Sette mesi con lui, sono bastati per lasciare un segno indelebile nel mio cuore. L’ho accompagnato io a fare i primi passi verso la libertà. Titubante e guardingo, si affacciava dalla scalinata e ogni giorno vinceva la paura del prossimo scalino. Fino ad arrivare in strada, fino a zampettare sotto i box o sul giardino.

La sera sul tetto guardava dall’alto chissà che, le sue fusa si udivano anche per telefono e te le faceva appena sentiva la mia voce.

Questo era il mio gatto, e ieri sera me lo hanno ucciso, qualche avventato corridore di auto, lo ha centrato. E’ morto da solo, senza una mia o altrui carezza, forse sul colpo. Ieri l’ho salutato come al solito, era vicino a me nel box mentre prendevo lo scooter, al solito gli ho dato da mangiare e da bere. Era un appuntamento ormai fisso, e il mangiare era una tattica per poter chiudere il garage più in fretta.

Oggi, anzi poco fa, l’ho seppellito, ho pianto, davvero, come un bambino, come un adulto.
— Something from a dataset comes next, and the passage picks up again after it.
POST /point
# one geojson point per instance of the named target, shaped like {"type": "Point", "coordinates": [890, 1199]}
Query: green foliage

Era da tanto che non lo facevo. Lui le mie lacrime se le è meritate.
Non ero solo affezionato a lui, gli volevo bene. Stamattina l’ho seppellito sorridendogli, non credo sia andato in un posto migliore, probabilmente se non gli avessi voluto bene come gli ho voluto, a quest’ora sarebbe vivo. Si, se lo avessi relegato, a gatto casalingo, senza mai uscire, ora sarebbe vivo, sarebbe egoisticamente ancora con me, ma non avrebbe assaporato la possibilità di andare …
Con i "se..." e con i "ma...", non va avanti il mondo.

Chissà se il responsabile di ciò, conosce questo dolore, chissà se un giorno lo conoscerà. Solo una cosa vorrei dirgli, mi hai dato, ci hai dato una coltellata in petto, e non te l’auguro. Il mio stato d'animo, umore, sensazione, è che è venuto a mancarmi un parente stretto.

Sembra esagerato… no, credetemi, l’amore e il bene che si possono dare ad un animale, può essere uguale o diverso a seconda dei casi, ma non meno intenso a quello dato ad un essere umano, talvolta di più, nessun animale ha, e fa cattiveria, per il puro gusto di farla.

Ciao Oplonti, ciao gatto mio, ciao amico mio, può darsi che ci rivedremo.